Nuestras vidas, Marie-Hélène Lafon

El oficio de voyeur adquiere en Marie-Hélène Lafon una dignidad de orfebre, con qué esmero la mirada se posa en unas manos, las lee, las imagina, con qué delicadeza se representa las vidas posibles que desfilan ante sí, para sí, el mundo puesto ahí, presentido, sin más porqué. La escritura es a veces un proceso de indagación que anula direcciones: afuera y adentro es lo mismo. El condicional de las vidas hipotéticas es una fulguración cómplice, un anhelo sin cobijo, un trocito de nada para rumiarlo en soledad. La orfebre modela lenguaje con una plasticidad que engatusa.
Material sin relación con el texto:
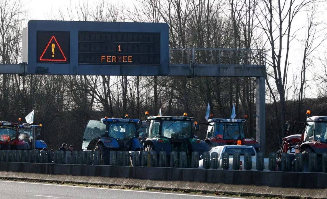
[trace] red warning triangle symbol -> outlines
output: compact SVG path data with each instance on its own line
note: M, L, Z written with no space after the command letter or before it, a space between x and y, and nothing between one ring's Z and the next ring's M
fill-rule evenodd
M54 40L54 41L53 41L53 40ZM52 43L50 46L50 44L51 43L51 42ZM56 45L55 44L55 42ZM60 53L58 52L58 48ZM50 41L49 41L48 45L43 51L39 59L40 61L65 62L67 60L65 54L62 52L60 45L54 36L52 36L50 39Z

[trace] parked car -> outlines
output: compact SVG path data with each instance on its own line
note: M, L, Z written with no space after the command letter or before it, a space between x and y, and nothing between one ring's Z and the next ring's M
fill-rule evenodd
M252 161L252 170L256 170L256 168L257 152L255 149L252 146L245 145L225 145L219 146L212 148L209 152L211 157L211 154L216 152L218 154L218 161L219 162L219 168L221 168L222 154L224 152L228 153L229 159L229 169L232 169L233 168L233 154L234 153L238 153L240 154L240 160L242 164L242 170L244 170L244 154L248 153L251 154ZM201 156L200 158L202 157ZM264 158L265 168L267 169L269 161L268 158ZM203 168L203 159L199 161L199 168Z

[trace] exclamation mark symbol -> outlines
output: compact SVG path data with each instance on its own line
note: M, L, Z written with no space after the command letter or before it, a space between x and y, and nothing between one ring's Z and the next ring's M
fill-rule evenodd
M52 44L51 45L51 47L52 48L52 57L55 57L55 44Z

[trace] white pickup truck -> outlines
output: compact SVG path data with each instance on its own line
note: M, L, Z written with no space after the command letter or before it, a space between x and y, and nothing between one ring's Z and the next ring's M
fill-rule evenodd
M218 146L214 147L209 152L211 157L211 154L215 152L217 153L218 154L218 161L219 162L219 168L220 169L221 168L222 154L224 152L228 153L229 159L229 169L232 169L233 154L235 153L238 153L240 154L240 160L242 163L242 170L245 170L244 154L245 153L248 153L251 154L251 159L252 161L252 169L251 170L254 171L256 170L257 153L253 147L249 146L235 145ZM199 168L203 168L203 159L199 161ZM267 170L268 169L269 162L268 158L264 158L264 162L265 164L264 170Z

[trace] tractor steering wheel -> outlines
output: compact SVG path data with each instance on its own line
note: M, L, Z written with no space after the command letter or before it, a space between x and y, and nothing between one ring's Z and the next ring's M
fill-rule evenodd
M9 135L3 134L0 136L0 139L3 142L10 142L10 137Z

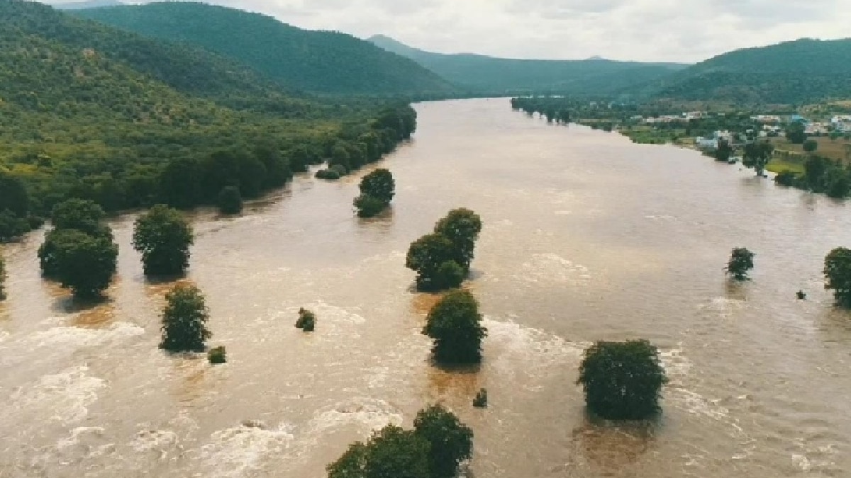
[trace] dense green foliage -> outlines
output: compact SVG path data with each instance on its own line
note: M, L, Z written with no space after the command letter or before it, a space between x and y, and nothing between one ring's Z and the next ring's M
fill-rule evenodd
M377 161L416 126L404 104L287 96L205 50L31 2L0 3L0 77L3 240L71 197L107 212L214 204L226 185L256 197L335 147Z
M434 340L431 351L438 363L471 364L482 361L482 326L478 302L468 291L452 291L428 314L423 334Z
M851 98L851 39L802 39L736 50L663 78L660 96L742 104Z
M160 349L169 352L203 352L212 335L207 330L209 312L201 291L195 286L179 285L165 296L163 311L163 340Z
M216 206L222 214L238 214L243 212L243 195L237 186L225 186L219 192Z
M295 328L303 332L313 332L317 327L317 316L304 308L299 309L299 319L295 321Z
M413 48L377 35L370 42L406 56L471 92L557 91L571 94L616 93L685 67L608 60L511 60L477 54L443 54Z
M344 94L448 93L414 61L336 31L310 31L272 17L194 3L95 9L82 16L164 40L198 45L298 89Z
M328 478L454 478L472 456L473 432L440 405L420 410L414 430L387 425L328 466Z
M754 253L745 248L735 248L727 263L727 273L737 281L747 279L747 273L753 269Z
M48 239L55 277L77 299L100 297L115 274L118 247L111 236L90 236L77 229L56 229ZM47 242L45 242L48 243Z
M647 418L659 412L667 378L659 350L646 340L597 342L585 352L577 384L585 404L597 415L614 420Z
M371 218L385 210L396 195L393 174L387 169L379 168L361 179L361 195L355 198L357 215Z
M133 247L142 254L146 276L183 274L193 241L192 228L183 214L163 204L140 216L133 232Z
M405 266L417 272L417 288L440 291L460 286L470 273L481 230L478 214L461 208L437 221L434 233L412 242Z
M837 248L825 258L825 289L833 289L837 304L851 308L851 249Z

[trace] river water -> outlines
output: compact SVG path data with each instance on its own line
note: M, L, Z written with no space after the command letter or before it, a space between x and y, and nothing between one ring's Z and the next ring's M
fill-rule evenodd
M414 140L382 163L397 184L386 217L353 216L359 177L298 178L243 217L193 216L187 280L226 365L157 349L173 284L145 281L133 217L113 224L118 277L94 309L40 279L40 235L6 247L0 475L318 478L351 441L438 401L473 428L477 478L851 475L851 316L821 276L851 243L845 205L506 100L417 109ZM430 364L434 297L404 268L456 207L485 224L469 287L488 336L466 373ZM738 246L757 253L742 285L722 270ZM302 306L311 335L294 327ZM574 384L582 350L631 338L662 351L664 413L594 423Z

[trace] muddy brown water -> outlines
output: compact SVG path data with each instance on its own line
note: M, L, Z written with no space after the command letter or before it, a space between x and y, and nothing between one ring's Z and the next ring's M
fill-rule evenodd
M225 366L157 350L172 284L144 280L132 216L113 224L119 273L94 309L40 279L39 234L5 247L0 475L318 478L439 401L475 430L477 478L851 476L851 316L821 277L851 245L846 205L506 100L417 109L415 139L381 164L397 183L386 217L353 216L358 177L193 216L186 280ZM429 363L434 298L411 292L404 254L460 206L486 225L469 287L489 334L480 370L447 373ZM757 253L743 285L722 270L737 246ZM294 327L302 306L313 334ZM592 423L582 350L628 338L662 350L664 413Z

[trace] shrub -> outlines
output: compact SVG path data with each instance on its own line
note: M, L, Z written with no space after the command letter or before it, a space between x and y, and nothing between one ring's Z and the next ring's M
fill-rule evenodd
M108 236L93 236L76 229L50 231L49 270L78 299L97 299L115 274L118 247ZM41 252L41 251L40 251Z
M481 322L473 295L467 291L453 291L429 312L422 333L433 339L431 351L438 363L478 363L482 361L482 339L488 333Z
M334 169L320 169L317 171L316 178L317 179L326 179L328 181L335 181L340 177L340 172Z
M591 412L608 419L643 419L659 412L666 381L656 347L630 340L597 342L585 350L577 383Z
M169 352L203 352L212 335L207 330L209 312L201 291L194 286L179 285L165 296L163 311L163 340L160 349Z
M238 214L243 212L243 196L237 186L225 186L216 200L222 214Z
M209 351L207 352L207 360L208 360L213 365L219 365L227 361L225 356L225 346L220 345L210 349Z
M837 248L825 258L825 289L833 289L837 304L851 308L851 249Z
M313 332L316 324L316 314L303 308L299 309L299 320L295 321L296 328L300 328L304 332Z
M754 253L745 248L735 248L730 254L726 270L737 281L747 279L747 273L753 269Z
M414 433L431 445L428 460L431 476L457 476L459 466L472 456L472 430L440 405L432 405L417 413Z
M147 276L182 274L189 266L193 241L183 214L163 204L137 219L133 233L133 247L141 253Z
M488 407L488 390L482 389L476 394L476 398L473 399L473 407L477 408L487 408Z

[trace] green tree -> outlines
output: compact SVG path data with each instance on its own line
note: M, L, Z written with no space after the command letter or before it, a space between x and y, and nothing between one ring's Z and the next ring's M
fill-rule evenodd
M95 236L77 229L58 229L51 236L45 243L52 244L55 277L62 287L78 299L100 297L115 275L118 259L111 234Z
M142 254L146 276L183 274L193 241L192 228L183 214L163 204L140 216L133 233L133 247Z
M419 290L442 290L446 280L441 274L441 266L454 262L454 257L452 241L440 234L428 234L411 243L405 266L417 272Z
M90 236L110 235L102 221L106 213L100 206L88 199L69 199L54 207L50 221L55 229L76 229Z
M379 168L363 176L360 189L362 195L371 196L389 204L396 195L396 182L388 169Z
M353 203L360 218L374 218L387 208L384 201L365 194L356 197Z
M468 291L452 291L444 295L429 312L422 333L434 340L431 351L438 363L482 361L482 339L488 329L482 326L478 302Z
M160 349L169 352L203 352L212 334L207 330L209 312L201 291L179 285L165 296L163 341Z
M585 352L577 380L588 409L614 420L643 419L658 413L665 382L659 350L647 340L594 344Z
M454 209L435 225L434 231L452 242L453 259L465 272L470 271L476 240L482 231L482 219L464 208Z
M754 253L745 248L735 248L730 254L726 270L737 281L747 280L747 273L753 269Z
M793 145L802 145L807 139L805 129L803 122L800 121L792 122L786 128L786 139L789 139L789 142Z
M762 176L765 172L765 167L771 160L771 154L774 147L768 141L756 141L745 146L745 155L742 157L742 164L746 168L753 168L757 176Z
M225 186L219 192L219 212L223 214L238 214L243 212L243 196L237 186Z
M851 249L837 248L825 258L825 289L833 289L837 304L851 308Z
M417 413L414 433L431 445L431 476L457 476L460 464L472 456L473 431L441 405L432 405Z
M352 444L327 469L328 478L437 478L429 472L429 442L395 425Z

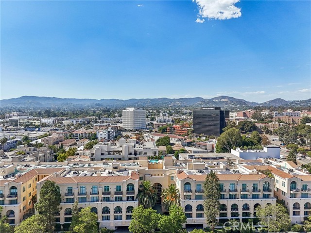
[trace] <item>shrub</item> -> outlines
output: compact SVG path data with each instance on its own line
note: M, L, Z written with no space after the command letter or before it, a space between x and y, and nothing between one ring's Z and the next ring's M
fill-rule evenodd
M302 232L304 231L303 227L299 224L295 224L292 227L292 231L296 232Z

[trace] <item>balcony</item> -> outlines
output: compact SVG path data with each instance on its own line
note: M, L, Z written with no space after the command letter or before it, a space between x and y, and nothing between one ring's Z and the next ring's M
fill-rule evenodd
M192 190L191 189L184 189L184 194L192 194Z
M229 189L229 193L237 193L238 192L238 189L237 189L236 188L233 188L233 189Z
M252 192L254 193L258 193L260 192L260 189L252 189Z
M249 189L241 189L242 194L248 194L249 193Z
M126 190L127 195L134 195L134 194L135 194L135 190Z
M204 190L203 190L203 189L196 189L195 190L195 193L204 193Z
M8 200L13 200L13 199L17 199L17 194L9 194L6 196L6 198Z
M99 192L91 192L89 194L90 196L97 196L99 194Z
M298 193L299 192L299 188L291 189L291 193Z
M121 191L115 191L115 195L122 196L123 195L123 192Z

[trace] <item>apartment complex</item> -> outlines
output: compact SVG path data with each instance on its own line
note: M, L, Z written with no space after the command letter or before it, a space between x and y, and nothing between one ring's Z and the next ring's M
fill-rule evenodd
M146 111L139 108L126 108L122 111L122 123L126 130L146 128Z
M229 111L220 108L201 108L193 110L193 133L219 136L229 120Z

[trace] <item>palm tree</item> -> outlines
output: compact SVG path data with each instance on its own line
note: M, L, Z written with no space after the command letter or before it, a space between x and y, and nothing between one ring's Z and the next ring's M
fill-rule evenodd
M152 207L156 204L157 198L156 190L150 181L143 181L141 182L141 185L142 187L138 190L136 199L138 200L138 203L142 205L144 208Z
M179 190L174 184L171 184L168 188L165 188L161 197L164 198L163 204L167 210L169 210L172 205L180 205Z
Así se engatusa ella misma, supone uno. El escritor se lee a sí mismo. Así nosotros narcotizamos el ojo, por compasión, el ojo enmohecido de una vulgaridad que necesita ser nombrada para existir. Nuestras vidas puede leerse como canto a la nada de nuestras vidas, caricia al anonimato colectivo, elogio de la insignificancia.

Una cajera, su nombre, su altura, sus gestos, sus pies, sus muslos, sus pechos. Todo es navegable. Un mirar furtivo, un peeping al rescate de la mundanidad. ¿Hay dignidad en esto? ¿Y debe haberla? Al menos contiene dignidad de especie, una firme convicción de ser, inquebrantable ante el aullido de la especie. Reflejos proyectados intermitentes. La dignidad de detenerse a mirar, a ver despacio, una urgencia de la lentitud, algo que Remedios Zafra entonara magistral, con precisión cirujana. La realidad del presente es un pretexto para vivir en condicional. Una música, un adagio. Una poderosa arquitectura del lenguaje, detalles que pasan desapercibidos, como el juego temporal de quien recuerda, evoca, sospecha, imagina, atrás y adelante confluyen, una existencia porosa que absorbe su hilazón, y ver eso, narrarlo, la voz baja, vigía, la vecindad de sentimientos plisados que acariciar en la lectura.

Se le aprecia a Lafon el don de lo certero, la gracia para lo otro, para invocar al otro que siempre empieza en uno. Llama y acude el milagro de lo cercano, de lo íntimo. Una frase despierta en el lector al lector de sí mismo, siempre al quite de quedar sin respiración, siempre abonado a ese pírrico triunfo sobre la realidad. Auscultar el corazón del mundo es como el nirvana de la lectura. Como la perfecta nada. En esa ilusión se juega todo. Por ella vivimos algunos. «El patio inundado de luz mojada», «huele a gris». Uno viaja en el tiempo por el interior de su conciencia y tiene la impresión de asistir a algo esencial, un brillo diamantino y verdadero, como quien mira, cansado entre las sombras altas del vecindario, un trozo de cielo.

Leer a Lafon, me digo, es una experiencia cercana, íntima y minuciosa, es hogaridad, una decepción acariciable. Su narrar convierte el material anónimo en hallazgos dispersos y extraordinarios que enseguida se visten de cotidianidad. Lo milagroso es que no haya nada milagroso, diría Pessoa. Como descubrir un mundo dentro de otro mundo dentro de otro mundo. Y así. La de Marie-Hélène Lafon es una escritura a ras de suelo y eso le garantiza una elevación, la conquista de los altos vuelos.

Poco a poco, entre lo narrado, lo vivido y lo soñado, se va desgranando y destrenzando el relato de nuestras vidas a través de las otras. Esa es la tesis de fondo, que nuestro destino está inexorablemente, furiosamente unido a otros destinos y que nuestras vidas son tan nuestras que casi no nos pertenecen. Tirar de un hilo y convertirse uno en madeja. Un adorable y casi imperceptible tic de realismo mágico apuntala la minucia, los pequeños gestos que conforman y en que se resumen nuestras vidas.


Es también el diario en retrospectiva de una pérdida primordial, esa «explosión en pleno vuelo». La vejez parece el lugar propicio para emprender un análisis de la soledad, su disección, que es individual pero que está atravesada por una soledad colectiva mayor, más invisible, más esperanzada, menos dolosa. Relatar aquí no se relata mucho, hay más de exposición, de muestrario, de arqueología, de exhumación, de aceptación. Y funciona como un espejo claro y diáfano, sin necesidad de deformar ni invertir. Lean a Marie-Hélène Lafon.